Kapolri Beri Penangguhan Penahanan Mahasiswi ITB, Sahroni Beri Apresiasi

oleh -617 Dilihat
oleh

Jakarta, Kliksiar– Langkah Kapolri Jenderal Listyo Sigit Prabowo dalam memberikan penangguhan penahanan terhadap mahasiswi Institut Teknologi Bandung (ITB) berinisial SSS mendapat apresiasi dari Wakil Ketua Komisi III DPR RI, Ahmad Sahroni.

Mahasiswi tersebut sempat ditahan karena unggahan meme yang dianggap menyinggung Presiden Prabowo Subianto serta Presiden RI ke-7, Joko Widodo.

Ahmad Sahroni menilai keputusan Kapolri sudah sejalan dengan prinsip restorative justice yang lebih mengedepankan penyelesaian secara humanis.

“Saya sejak awal telah menyarankan agar pendekatan yang digunakan adalah restorative justice. Apa yang dilakukan Pak Kapolri sangat baik,” ujar Sahroni, Senin (12/5/2025).

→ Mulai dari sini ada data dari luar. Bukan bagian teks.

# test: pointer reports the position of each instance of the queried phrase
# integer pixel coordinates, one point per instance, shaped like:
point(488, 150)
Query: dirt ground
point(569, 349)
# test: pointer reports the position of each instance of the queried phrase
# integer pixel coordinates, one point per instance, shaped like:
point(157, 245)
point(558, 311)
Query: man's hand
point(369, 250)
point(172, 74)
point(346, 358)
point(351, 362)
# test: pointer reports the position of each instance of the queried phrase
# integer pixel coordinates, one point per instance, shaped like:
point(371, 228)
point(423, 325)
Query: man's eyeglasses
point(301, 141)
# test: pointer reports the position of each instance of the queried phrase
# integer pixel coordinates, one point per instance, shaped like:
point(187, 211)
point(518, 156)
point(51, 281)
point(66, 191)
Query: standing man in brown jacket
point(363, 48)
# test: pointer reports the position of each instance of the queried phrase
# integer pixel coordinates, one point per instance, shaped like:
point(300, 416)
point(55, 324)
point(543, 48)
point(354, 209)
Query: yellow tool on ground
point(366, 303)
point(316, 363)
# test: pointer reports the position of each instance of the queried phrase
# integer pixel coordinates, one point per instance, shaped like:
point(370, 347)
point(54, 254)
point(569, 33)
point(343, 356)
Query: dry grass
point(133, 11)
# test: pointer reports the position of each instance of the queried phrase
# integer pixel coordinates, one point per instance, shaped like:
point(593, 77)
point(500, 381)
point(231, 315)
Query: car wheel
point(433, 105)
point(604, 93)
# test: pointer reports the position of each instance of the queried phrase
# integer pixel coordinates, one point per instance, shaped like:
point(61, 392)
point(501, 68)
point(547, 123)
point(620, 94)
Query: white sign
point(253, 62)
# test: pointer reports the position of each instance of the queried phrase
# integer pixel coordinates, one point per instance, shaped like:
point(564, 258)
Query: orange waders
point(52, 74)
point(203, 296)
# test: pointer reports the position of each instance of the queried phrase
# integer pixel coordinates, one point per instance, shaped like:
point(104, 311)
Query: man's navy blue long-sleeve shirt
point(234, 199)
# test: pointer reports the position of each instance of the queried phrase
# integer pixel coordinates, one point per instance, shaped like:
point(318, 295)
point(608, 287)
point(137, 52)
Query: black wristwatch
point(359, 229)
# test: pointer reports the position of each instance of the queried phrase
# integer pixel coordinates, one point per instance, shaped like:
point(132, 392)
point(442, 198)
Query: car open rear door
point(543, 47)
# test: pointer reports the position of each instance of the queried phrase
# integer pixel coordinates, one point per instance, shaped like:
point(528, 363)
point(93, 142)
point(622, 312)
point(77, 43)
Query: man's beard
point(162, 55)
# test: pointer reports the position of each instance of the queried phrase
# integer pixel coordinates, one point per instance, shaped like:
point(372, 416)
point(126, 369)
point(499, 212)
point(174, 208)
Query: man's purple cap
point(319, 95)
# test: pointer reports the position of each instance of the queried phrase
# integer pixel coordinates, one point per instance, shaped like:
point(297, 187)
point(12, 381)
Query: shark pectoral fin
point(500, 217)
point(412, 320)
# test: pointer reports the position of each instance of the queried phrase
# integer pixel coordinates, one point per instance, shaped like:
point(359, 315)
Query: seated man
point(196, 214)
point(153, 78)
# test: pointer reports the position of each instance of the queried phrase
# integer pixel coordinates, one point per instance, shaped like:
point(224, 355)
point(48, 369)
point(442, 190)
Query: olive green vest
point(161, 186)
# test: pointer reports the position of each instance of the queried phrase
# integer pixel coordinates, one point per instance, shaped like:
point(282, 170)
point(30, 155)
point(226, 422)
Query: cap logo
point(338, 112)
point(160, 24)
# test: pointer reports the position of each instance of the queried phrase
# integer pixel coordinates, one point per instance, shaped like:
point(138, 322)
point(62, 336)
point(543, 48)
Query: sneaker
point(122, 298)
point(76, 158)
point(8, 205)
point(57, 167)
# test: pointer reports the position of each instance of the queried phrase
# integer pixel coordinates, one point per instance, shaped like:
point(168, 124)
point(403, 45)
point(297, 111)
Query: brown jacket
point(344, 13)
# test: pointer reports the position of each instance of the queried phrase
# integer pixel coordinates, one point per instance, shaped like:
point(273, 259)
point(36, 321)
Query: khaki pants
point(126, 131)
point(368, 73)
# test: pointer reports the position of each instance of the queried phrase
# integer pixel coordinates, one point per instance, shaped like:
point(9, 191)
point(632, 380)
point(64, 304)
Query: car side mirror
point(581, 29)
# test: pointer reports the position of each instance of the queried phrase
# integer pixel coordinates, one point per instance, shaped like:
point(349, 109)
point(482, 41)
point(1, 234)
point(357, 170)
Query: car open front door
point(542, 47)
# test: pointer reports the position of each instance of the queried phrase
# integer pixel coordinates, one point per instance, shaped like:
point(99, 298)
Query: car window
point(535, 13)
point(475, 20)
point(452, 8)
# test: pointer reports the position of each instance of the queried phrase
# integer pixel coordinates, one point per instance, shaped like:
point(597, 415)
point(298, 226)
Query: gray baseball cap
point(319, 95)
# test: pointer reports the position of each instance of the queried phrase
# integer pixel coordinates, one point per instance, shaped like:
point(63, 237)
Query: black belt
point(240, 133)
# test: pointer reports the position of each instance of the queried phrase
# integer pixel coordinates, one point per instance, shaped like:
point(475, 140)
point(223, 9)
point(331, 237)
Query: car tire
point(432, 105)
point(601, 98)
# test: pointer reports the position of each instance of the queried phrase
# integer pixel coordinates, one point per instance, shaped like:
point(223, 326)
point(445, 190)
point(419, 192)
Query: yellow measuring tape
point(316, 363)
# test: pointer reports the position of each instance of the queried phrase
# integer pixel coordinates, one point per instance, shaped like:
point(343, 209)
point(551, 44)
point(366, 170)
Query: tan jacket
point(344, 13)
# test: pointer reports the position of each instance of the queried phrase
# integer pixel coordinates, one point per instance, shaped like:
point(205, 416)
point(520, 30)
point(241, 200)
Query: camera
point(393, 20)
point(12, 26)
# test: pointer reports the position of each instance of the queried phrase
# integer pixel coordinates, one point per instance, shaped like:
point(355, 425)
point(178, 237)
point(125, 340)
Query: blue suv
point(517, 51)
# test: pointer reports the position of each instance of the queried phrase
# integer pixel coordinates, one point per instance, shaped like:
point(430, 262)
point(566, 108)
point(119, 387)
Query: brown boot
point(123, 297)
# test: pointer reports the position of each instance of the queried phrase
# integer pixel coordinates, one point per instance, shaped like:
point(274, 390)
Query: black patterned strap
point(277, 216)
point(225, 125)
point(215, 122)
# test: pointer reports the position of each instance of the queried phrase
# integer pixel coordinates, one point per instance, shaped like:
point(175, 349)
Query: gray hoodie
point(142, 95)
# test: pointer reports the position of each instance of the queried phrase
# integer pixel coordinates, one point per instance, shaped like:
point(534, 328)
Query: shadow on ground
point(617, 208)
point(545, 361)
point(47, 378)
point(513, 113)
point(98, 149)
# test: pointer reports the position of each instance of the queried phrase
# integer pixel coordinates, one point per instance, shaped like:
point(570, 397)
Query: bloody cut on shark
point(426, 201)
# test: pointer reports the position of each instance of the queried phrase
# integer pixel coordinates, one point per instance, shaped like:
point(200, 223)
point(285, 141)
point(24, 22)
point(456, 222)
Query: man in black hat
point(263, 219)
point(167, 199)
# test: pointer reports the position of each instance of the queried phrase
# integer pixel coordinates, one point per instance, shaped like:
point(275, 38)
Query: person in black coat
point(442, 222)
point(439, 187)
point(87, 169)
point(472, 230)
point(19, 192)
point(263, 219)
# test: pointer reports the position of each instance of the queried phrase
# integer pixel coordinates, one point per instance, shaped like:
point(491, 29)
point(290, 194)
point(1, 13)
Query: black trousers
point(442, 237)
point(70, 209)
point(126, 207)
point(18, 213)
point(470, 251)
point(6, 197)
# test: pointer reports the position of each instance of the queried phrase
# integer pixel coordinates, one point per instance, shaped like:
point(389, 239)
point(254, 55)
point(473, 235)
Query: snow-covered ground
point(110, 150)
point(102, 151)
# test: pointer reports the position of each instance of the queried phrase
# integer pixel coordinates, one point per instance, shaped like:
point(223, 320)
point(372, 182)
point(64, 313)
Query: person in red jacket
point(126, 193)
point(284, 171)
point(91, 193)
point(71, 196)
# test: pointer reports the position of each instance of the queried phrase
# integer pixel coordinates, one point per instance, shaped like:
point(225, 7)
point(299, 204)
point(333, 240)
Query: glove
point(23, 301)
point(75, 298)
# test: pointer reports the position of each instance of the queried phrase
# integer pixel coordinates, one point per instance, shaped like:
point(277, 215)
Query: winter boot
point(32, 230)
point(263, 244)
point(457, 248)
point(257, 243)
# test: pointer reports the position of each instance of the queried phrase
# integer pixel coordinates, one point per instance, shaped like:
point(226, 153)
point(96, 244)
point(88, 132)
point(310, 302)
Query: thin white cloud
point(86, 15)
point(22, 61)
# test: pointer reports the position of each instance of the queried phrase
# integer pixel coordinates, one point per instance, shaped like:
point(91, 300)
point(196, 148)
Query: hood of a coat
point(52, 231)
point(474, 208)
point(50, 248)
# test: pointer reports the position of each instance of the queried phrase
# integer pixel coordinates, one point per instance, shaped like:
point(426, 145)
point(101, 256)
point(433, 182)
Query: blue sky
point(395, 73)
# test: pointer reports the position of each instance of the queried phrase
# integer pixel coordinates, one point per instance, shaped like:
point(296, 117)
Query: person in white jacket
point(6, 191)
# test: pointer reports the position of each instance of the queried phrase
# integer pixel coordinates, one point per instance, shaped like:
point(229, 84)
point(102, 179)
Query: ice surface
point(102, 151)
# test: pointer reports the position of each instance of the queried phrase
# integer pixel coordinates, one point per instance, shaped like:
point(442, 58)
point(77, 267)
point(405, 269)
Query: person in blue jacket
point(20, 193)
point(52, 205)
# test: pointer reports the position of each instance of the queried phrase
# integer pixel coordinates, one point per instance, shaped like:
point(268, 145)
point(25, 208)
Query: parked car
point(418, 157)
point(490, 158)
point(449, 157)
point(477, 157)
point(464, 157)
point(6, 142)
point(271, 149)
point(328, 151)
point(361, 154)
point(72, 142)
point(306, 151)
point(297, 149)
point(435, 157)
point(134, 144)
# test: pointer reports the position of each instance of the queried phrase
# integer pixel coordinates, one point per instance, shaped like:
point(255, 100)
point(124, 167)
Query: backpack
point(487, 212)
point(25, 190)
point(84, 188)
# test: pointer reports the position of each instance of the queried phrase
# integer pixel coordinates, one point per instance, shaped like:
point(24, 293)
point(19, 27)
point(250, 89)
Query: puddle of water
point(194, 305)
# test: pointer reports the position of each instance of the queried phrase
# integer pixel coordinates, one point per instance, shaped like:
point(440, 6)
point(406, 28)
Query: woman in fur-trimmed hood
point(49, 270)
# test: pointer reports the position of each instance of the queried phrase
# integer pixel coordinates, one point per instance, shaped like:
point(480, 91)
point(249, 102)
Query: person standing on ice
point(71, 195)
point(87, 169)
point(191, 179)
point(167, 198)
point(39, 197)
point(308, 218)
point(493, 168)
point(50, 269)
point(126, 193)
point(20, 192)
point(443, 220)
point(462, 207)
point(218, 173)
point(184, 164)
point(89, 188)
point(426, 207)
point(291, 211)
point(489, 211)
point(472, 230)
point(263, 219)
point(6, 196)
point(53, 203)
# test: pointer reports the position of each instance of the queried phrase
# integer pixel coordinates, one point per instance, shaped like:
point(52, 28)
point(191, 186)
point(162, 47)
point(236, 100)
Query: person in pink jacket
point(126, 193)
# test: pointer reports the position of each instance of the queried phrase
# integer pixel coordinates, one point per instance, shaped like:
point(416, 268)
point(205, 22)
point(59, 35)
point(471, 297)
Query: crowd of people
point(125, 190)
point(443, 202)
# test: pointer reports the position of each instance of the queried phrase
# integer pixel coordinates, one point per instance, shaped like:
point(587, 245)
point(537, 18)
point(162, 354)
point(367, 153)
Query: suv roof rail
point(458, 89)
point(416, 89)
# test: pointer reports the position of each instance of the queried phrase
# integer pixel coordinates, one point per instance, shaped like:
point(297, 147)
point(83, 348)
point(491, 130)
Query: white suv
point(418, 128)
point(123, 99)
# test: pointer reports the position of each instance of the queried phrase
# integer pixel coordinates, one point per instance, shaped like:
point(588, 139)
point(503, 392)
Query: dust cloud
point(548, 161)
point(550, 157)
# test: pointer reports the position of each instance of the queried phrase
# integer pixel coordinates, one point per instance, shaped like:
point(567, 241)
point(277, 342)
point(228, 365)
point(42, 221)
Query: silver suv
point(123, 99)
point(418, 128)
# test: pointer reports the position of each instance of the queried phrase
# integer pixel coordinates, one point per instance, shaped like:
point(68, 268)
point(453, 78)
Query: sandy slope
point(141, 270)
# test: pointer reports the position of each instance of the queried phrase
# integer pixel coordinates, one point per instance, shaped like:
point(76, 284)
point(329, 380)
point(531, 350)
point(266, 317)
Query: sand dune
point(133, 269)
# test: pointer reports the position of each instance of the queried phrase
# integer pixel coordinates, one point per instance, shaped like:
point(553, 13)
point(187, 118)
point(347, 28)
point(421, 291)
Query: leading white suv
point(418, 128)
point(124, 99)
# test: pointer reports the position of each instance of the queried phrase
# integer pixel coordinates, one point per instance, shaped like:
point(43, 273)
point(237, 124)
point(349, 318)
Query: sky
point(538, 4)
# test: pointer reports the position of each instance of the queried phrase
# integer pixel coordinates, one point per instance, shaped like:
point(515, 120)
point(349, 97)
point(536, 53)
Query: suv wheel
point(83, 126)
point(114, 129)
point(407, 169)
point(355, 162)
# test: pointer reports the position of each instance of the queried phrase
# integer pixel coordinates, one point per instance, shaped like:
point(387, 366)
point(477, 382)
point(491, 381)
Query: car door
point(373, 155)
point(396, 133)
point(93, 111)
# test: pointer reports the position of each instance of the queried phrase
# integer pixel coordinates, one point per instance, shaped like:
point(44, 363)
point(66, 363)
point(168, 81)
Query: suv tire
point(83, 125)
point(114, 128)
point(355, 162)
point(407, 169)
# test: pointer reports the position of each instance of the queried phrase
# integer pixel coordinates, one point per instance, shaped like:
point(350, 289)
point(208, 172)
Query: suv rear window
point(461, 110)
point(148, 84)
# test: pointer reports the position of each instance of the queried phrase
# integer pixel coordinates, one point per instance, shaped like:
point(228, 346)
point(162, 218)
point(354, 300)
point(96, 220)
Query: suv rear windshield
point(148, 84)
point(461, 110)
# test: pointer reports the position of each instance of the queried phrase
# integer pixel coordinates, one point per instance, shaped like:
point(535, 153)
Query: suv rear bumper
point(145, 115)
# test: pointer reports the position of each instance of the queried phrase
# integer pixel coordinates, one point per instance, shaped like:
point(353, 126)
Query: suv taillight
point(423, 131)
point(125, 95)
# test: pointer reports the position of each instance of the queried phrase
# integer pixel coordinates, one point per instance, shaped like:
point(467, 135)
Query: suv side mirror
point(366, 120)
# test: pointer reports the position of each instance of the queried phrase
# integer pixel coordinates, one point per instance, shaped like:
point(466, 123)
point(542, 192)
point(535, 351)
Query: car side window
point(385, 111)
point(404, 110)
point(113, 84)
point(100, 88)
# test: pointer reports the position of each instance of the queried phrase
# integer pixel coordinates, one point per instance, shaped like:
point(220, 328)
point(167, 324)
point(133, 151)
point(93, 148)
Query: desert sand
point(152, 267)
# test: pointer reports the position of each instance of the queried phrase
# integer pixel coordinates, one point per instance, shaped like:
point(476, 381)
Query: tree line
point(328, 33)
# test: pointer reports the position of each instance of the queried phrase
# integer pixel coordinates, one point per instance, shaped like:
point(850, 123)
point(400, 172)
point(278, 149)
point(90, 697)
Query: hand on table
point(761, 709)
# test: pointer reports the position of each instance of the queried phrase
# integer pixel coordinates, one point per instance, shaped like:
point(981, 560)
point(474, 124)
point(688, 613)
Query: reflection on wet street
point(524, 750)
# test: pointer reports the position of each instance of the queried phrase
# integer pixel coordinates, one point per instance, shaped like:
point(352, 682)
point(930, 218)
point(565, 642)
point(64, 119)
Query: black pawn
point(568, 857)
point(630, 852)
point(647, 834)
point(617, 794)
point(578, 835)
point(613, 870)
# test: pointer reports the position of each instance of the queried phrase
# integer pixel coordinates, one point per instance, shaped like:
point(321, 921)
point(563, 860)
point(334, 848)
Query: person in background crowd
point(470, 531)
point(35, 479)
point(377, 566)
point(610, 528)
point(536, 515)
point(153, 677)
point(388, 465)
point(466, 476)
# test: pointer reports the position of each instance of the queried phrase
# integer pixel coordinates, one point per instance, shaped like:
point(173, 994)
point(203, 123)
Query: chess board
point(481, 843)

Meski memberikan apresiasi, Sahroni juga menegaskan bahwa kritik harus disampaikan dengan cara yang santun dan tetap dalam koridor etika.

“Ada batasan yang harus dihormati dalam menyampaikan pendapat. Apa yang dilakukan mahasiswi ini sudah melampaui batas kewajaran. Kritik harus tetap dilakukan dengan cara yang baik dan tidak menimbulkan rasa jijik bagi publik,” kata Sahroni.

Baginya, mahasiswa tetap memiliki hak untuk menyampaikan kritik, tetapi harus dilakukan secara bertanggung jawab.

“Silakan menyampaikan kritik, tetapi gunakan cara yang baik dan sopan,” tambahnya.

Sebelumnya, Bareskrim Polri mengonfirmasi bahwa penangguhan penahanan terhadap SSS telah diberikan dengan mempertimbangkan faktor kemanusiaan dan kepentingan pendidikan.

Brigjen Trunoyudo Wisnu Andiko, Karo Penmas Divisi Humas Polri, menegaskan bahwa langkah ini diambil dengan mempertimbangkan dampak lebih luas terhadap individu yang bersangkutan.

Keputusan ini kembali mengangkat diskusi tentang batasan kebebasan berekspresi serta pentingnya menjaga etika dalam menyampaikan kritik di ruang publik.